There is no longer a “checks” and “balances” mechanism between the executive, legislative, and the judiciary. Separation of powers gave way to unity of powers and to even a concentration of powers in one person.

It is impossible to expect a pluralistic democracy, rule of law, justice, and checks from such a system.


Free enterprise is a “sine qua non” of democratic societies and advanced economies.

First, all preparatory schools, i.e., private enterprises, have been closed down.

And most recently a private participation bank with a “strong capital position and transparent partnership structure” has been seized.

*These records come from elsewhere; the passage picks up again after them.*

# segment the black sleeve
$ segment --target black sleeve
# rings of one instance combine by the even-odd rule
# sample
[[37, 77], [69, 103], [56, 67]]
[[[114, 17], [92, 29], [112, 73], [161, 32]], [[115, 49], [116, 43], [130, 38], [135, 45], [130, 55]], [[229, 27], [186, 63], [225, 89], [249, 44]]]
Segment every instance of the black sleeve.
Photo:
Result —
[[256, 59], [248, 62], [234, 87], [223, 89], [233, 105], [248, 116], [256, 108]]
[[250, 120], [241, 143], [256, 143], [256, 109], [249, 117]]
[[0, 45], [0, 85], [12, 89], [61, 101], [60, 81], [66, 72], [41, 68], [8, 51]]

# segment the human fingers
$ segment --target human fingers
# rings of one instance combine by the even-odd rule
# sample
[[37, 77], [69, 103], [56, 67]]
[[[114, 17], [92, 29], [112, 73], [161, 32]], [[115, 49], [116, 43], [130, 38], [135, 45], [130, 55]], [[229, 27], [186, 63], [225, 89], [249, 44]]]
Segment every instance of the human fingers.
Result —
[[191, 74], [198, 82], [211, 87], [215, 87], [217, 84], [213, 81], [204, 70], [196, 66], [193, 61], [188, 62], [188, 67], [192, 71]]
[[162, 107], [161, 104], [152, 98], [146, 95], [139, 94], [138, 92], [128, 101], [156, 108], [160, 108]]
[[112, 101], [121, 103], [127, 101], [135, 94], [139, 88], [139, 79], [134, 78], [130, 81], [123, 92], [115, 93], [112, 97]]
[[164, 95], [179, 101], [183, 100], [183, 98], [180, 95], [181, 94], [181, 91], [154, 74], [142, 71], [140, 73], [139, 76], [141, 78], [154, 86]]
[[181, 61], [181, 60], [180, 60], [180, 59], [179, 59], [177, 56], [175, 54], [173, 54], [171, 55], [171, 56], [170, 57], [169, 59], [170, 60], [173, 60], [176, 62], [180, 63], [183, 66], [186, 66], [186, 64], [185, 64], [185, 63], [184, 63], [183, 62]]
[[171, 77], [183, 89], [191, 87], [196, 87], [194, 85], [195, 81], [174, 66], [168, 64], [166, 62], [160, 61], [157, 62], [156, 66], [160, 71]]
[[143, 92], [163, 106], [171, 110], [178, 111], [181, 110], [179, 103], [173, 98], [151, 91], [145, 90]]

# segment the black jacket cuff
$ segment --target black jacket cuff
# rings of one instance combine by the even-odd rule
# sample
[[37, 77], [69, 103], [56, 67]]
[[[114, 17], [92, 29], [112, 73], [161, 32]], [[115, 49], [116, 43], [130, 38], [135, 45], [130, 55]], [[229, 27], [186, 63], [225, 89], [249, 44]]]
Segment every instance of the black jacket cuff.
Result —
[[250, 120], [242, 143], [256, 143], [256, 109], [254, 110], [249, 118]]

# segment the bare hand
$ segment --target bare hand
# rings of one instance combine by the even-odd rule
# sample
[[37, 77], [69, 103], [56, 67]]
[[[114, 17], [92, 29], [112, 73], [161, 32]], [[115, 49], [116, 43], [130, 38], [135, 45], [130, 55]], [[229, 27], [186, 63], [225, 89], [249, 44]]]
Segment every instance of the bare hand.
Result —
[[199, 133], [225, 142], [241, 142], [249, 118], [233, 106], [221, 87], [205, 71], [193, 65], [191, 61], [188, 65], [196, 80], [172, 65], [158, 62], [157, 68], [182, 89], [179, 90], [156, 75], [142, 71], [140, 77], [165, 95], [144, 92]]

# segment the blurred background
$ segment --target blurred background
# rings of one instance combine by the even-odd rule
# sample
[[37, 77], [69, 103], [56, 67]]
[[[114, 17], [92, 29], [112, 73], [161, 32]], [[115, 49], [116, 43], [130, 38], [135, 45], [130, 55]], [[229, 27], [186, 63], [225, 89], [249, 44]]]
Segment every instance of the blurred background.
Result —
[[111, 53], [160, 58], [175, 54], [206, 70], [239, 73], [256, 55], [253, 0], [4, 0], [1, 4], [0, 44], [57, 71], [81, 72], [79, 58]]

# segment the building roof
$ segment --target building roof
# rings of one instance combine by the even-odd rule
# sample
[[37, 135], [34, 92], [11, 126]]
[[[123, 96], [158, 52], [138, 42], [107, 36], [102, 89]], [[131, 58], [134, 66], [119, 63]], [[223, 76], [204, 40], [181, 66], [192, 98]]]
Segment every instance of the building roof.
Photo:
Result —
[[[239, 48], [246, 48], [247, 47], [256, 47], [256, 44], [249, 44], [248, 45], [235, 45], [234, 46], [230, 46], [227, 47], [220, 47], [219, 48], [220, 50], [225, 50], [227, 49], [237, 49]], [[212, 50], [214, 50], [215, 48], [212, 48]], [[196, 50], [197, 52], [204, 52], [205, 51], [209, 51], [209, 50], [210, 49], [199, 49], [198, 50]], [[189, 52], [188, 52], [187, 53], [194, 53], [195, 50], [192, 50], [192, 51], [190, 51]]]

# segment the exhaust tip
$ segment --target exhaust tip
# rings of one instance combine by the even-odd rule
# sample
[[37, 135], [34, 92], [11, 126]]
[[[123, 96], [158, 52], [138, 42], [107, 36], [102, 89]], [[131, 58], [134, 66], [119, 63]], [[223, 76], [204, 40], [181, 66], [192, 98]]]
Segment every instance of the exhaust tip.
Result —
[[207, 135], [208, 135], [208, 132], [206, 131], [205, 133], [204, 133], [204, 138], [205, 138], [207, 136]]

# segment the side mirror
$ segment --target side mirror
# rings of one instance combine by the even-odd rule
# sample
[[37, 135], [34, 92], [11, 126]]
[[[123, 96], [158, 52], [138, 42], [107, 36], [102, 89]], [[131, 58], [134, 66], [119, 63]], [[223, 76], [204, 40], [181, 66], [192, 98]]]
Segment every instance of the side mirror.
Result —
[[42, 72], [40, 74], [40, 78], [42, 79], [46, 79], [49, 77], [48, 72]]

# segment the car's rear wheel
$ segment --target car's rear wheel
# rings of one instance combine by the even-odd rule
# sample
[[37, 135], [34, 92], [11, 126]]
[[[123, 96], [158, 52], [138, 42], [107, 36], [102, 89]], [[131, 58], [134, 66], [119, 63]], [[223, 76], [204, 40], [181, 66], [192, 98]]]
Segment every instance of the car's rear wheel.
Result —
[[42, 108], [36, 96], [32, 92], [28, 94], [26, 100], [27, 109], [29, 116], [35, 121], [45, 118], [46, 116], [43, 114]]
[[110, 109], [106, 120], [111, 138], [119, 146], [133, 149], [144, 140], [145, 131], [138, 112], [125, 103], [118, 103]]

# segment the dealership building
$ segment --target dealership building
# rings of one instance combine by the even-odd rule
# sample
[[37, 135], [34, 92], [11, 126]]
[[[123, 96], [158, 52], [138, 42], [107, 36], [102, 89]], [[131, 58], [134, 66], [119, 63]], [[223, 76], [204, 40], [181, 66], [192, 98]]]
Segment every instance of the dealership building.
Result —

However, they [government officials] have temporarily taken over management control of the bank – since they “could not seize it legally” – months ago, ignoring the statements of partners.

If it became inevitable to seize the bank today, it is the government, which has taken temporary management control of the bank months ago, to blame for.

Moreover, it was impossible for them to take over the management of the bank back then. And it is legally impossible to seize the bank now.

But when the law is suspended and politicized and autonomous agencies are undermined, it becomes all too natural.

From now on, it is not possible to talk about the safety of property rights and freedom of enterprise.

Foreign investors flee, there are no new investments, exports decline, and exchange rates rise.

Seizing Bank Asya upon political instructions and without any legal basis means throwing the economy into chaos.

Unfortunately, the state itself – not those actually responsible for these mistakes – will have to pay indemnity out of public coffers for such unlawful acts.


As the independence and impartiality of law has been destroyed and the law of the superiors has been re-established after the Dec. 17/25, freedom of expression and freedom of the press eventually disappeared.

Not only has pluralism been undermined but all dissidents are threatened and “revenge operations” are conducted under a legal veneer.

Dreadful claims circulate.

“Legal entities of Zaman and Taraf dailies and STV channel will be seized.”

“Ahmet Altan, Nazlı Ilıcak, Can Dündar, Yasemin Çongar, Ekrem Dumanlı and others will be arrested.”

“Feb. 28 investigation against Doğan Group was reopened by the prosecutor. An operation will be launched.”

How can you talk about media freedom in Turkey now?

Turkey has become a country where people stand trial in High Criminal Court even for posting a tweet.

Hidayet Karaca has been kept in jail for 6 months because of a fictional sentence spoken in a fictional TV series script.

Mehmet Baransu has been kept in detention for 3 months because of documents he used in his reports.


Cumhuriyet daily is faced with a “political lynch campaign” for posting an alleged video of illegal arms shipment to terrorist groups.

Instead, it should be awarded a prize for this report.

Taraf daily is forced to pay for its successful reporting in previous periods.

Doğan Group is blackmailed and targeted in rally grounds for refusing to “obey.”

There are rumors about seizing two established media groups of Turkey, Zaman and STV.

In the past, large media groups that were critical of the government have been seized through the Savings Deposit Insurance Fund (TMSF) and transferred to “pro-government” figures later.

Police beat a journalist in front of everyone just because he works for a dissident media outlet.

Public institutions impose an accreditation ban on critical media without any legal basis, curtailing the right to receive and impart information.

People’s Democratic Party (HDP) Co-Chair Selahattin Demirtaş put it succinctly:

“If the AK Party wins a sound parliamentary majority in the election, it will launch a sweeping crackdown on all dissidents.”

Turkey moves away from being a free and democratic country and turns into an authoritarian and impoverished country where everyone is a “reasonable suspect” and those objecting to unlawful practices are punished while submission is “rewarded.”

The country is heading for a disaster. This reversal of democracy ruins Turkey.